This version is not strictly idempotent if repeated with a different reason or actor:

first call: close(reason=A, actor=X)
second call: close(reason=B, actor=Y)

A better model:

public CloseCaseResult close(CloseReason reason, Actor actor) {
    if (this.status == CaseStatus.CLOSED) {
        if (!Objects.equals(this.closedReason, reason)) {
            return CloseCaseResult.conflict("Case already closed with different reason");
        }
        return CloseCaseResult.alreadyClosed(this.id);
    }

    this.status = CaseStatus.CLOSED;
    this.closedReason = reason;
    this.closedBy = actor.id();
    this.closedAt = clock.now();
    return CloseCaseResult.closed(this.id);
}

Idempotency is not “ignore duplicate blindly”. It is “handle same intent safely and detect conflicting intent.”

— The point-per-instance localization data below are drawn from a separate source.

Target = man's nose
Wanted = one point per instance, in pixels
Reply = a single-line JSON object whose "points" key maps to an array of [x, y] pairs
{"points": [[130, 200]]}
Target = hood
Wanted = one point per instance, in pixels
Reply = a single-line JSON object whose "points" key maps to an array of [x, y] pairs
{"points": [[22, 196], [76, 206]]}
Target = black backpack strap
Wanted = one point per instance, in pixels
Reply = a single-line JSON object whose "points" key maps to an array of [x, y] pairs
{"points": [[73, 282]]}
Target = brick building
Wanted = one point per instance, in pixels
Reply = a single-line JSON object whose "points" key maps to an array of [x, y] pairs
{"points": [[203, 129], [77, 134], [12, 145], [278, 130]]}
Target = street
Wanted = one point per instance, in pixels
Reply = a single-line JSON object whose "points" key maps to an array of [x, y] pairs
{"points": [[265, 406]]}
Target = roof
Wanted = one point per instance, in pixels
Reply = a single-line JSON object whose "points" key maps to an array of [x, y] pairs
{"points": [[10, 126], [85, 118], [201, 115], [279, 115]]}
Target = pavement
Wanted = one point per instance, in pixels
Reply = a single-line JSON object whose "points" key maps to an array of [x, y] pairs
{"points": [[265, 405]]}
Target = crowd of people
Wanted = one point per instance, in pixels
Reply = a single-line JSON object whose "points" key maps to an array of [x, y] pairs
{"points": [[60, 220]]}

6. Business Unique Constraint

If a business rule says there must be only one thing, encode that in the database.

Example:

There can be only one active supervisor review task per case escalation version.

SQL:

CREATE UNIQUE INDEX uq_supervisor_review_task
    ON review_task (case_id, source_case_version, task_type)
    WHERE task_type = 'SUPERVISOR_REVIEW';

Java:

public ReviewTask createSupervisorReview(CaseId caseId, long caseVersion) {
    try {
        return reviewTaskRepository.insert(
                ReviewTask.supervisorReview(caseId, caseVersion)
        );
    } catch (DuplicateKeyException duplicate) {
        return reviewTaskRepository.findSupervisorReview(caseId, caseVersion);
    }
}

This is stronger than checking first:

if (!exists()) insert(); // race condition

Use the database as the final guard for uniqueness.


7. Idempotency Key Store

For commands that create side effects, clients should send an idempotency key.

Request:

POST /cases/CASE-2026-000481/escalations
Idempotency-Key: 2a8634e9-8658-4d66-9349-f3c9a2d7f739
Content-Type: application/json

{
  "reasonCode": "REPEAT_VIOLATION",
  "comment": "Repeated breach within review window"
}

The server stores the key and result.

Table:

CREATE TABLE idempotency_record (
    scope              VARCHAR(200) NOT NULL,
    idempotency_key    VARCHAR(200) NOT NULL,
    request_hash       VARCHAR(128) NOT NULL,
    status             VARCHAR(30) NOT NULL,
    response_status    INT NULL,
    response_body      JSONB NULL,
    resource_type      VARCHAR(100) NULL,
    resource_id        VARCHAR(100) NULL,
    error_code         VARCHAR(100) NULL,
    created_at         TIMESTAMPTZ NOT NULL DEFAULT now(),
    locked_until       TIMESTAMPTZ NULL,
    completed_at       TIMESTAMPTZ NULL,
    expires_at         TIMESTAMPTZ NOT NULL,
    PRIMARY KEY (scope, idempotency_key)
);

CREATE INDEX idx_idempotency_record_expires
    ON idempotency_record (expires_at);

Status model:

STARTED -> COMPLETED
       └-> FAILED_RETRYABLE
       └-> FAILED_TERMINAL

8. Request Hash: Prevent Key Reuse Bugs

A client must not reuse the same idempotency key with a different payload.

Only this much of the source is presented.